Las Vegas Raiders
Trent Richardson says his NFL career will end in the Hall of Fame
Las Vegas Raiders

Trent Richardson says his NFL career will end in the Hall of Fame

Published Jun. 8, 2016 3:14 p.m. ET

Trent Richard was pretty great at football. And then he wasn't, very abruptly.

At the height of his powers, Richardson was any and all things you needed a ball carrier to be. Mostly, the former Alabama Crimson Tide running back and Heisman Trophy candidate was a lead-armored truck and a reminder to tough men of their better priorities.

He did these things in college football's strongest conference, on a national championship team—distinctions made his orchestrated flopera of a professional football career that much more unpalatable than, say, the usual college running back's failure to bridge to the professional level.

And Richardson has failed to bridge, thus far. After an abbreviated, 11-touchdown burst in his rookie year, Trent Richardson went on to average 3.3 yards a carry over four ineffective and injury-speckled seasons in the league. His head-first stumble through the NFL appeared to be over in 2015, when Richardson failed to attract an offer as a free agent after being cut by the Raiders.


But now Richardson is back knocking on the NFL door, and by his own account, the 25-year-old back (still young! Ish!) has some, uh, grandiose goals in mind for his second tour.

In a recent interview with CSN Mid-Atlantic's Clifton Brown, Richardson set out the vision for his NFL comeback as a newly-signed member of the Baltimore Ravens backfield. One achievement he's gunning for: Canton.

"Putting on a yellow jacket," Richardson told Brown.

Well then. Did everyone in the back get that? That Trent Richardson is lining up visuals of his own Hall of Fame jacket down the road.

That, friend, is a well-marbled soundbite. But it's indicative of Richardson's view on this second chance: it's an opportunity for him to really do this football thing - - this game/job/lifestyle that elevated him, and then vanished into obscurity after he entered the league.

"As a person at that time, mentally [I] wasn't stable enough to play football, for any level," Richardson said. "I had too much going on outside of football. The football was always there but everything carried on outside the field. It carried onto the field. I couldn't think about football all the time.

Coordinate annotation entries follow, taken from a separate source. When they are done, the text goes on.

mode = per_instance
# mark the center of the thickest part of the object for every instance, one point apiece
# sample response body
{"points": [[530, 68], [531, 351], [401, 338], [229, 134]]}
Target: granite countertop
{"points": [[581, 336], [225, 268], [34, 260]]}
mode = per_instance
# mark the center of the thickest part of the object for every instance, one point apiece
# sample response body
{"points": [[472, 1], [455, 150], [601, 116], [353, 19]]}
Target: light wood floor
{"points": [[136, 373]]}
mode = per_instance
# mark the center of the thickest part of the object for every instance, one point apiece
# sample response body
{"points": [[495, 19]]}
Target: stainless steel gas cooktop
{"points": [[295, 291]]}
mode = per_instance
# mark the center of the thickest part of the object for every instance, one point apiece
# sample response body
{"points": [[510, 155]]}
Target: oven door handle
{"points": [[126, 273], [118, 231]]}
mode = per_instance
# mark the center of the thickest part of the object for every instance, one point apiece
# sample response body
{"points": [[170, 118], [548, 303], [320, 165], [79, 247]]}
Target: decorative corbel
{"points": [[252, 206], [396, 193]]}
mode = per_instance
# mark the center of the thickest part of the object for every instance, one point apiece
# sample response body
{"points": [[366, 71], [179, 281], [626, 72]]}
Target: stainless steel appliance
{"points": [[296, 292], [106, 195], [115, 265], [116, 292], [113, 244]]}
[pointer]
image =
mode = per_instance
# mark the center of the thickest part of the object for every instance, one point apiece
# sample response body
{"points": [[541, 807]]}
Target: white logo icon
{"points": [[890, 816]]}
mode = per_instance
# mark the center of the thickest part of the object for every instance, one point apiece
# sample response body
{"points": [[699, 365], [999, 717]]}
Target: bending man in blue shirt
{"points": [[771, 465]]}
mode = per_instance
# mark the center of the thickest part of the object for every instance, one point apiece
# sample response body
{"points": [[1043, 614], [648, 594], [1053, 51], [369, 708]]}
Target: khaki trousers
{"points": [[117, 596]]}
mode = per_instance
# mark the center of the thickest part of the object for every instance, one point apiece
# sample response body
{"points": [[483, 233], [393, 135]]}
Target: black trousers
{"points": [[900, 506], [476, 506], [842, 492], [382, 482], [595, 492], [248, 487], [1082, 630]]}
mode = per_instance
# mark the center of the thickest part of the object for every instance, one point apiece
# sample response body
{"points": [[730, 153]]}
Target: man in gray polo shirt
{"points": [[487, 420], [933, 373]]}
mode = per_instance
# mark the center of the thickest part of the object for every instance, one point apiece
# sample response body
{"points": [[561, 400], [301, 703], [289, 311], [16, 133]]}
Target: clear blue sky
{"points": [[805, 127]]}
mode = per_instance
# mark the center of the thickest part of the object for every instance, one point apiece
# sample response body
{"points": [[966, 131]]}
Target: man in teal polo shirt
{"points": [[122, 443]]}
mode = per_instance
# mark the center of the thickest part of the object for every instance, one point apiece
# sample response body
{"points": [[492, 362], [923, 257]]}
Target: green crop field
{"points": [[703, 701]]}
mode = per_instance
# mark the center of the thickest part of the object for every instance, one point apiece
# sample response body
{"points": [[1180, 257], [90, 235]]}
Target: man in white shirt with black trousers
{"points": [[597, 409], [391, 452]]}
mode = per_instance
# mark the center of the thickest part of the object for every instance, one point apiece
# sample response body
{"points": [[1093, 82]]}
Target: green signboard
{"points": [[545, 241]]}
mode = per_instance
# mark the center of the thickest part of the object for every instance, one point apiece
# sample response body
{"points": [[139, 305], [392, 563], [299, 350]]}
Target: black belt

Football became little to me."

Now, Richardson will compete for carries in the Ravens' reliable mystery bag of store brand ball carriers. He'll face off against Justin Forsett, Terrance West, Kenneth Dixon, Buck Allen and Lorenzo Taliaferro for the honor of finishing what Joe Flacco can't.

And he's excited. And super optimistic!

"This is a good chance of being my last ride when it comes to proving myself in the NFL. I know myself that I'm not done in the NFL, don't want to be done. I got a taste of what that felt like. To tell my kids that their father didn't have a job, it was big for me. I'm here. I'm going to be here for a while."

Calling my shot here: Trent Richardson—first-ballot, Class of 2027.*

*Or flex guy you take a flyer on and delivers. Either is a good goal.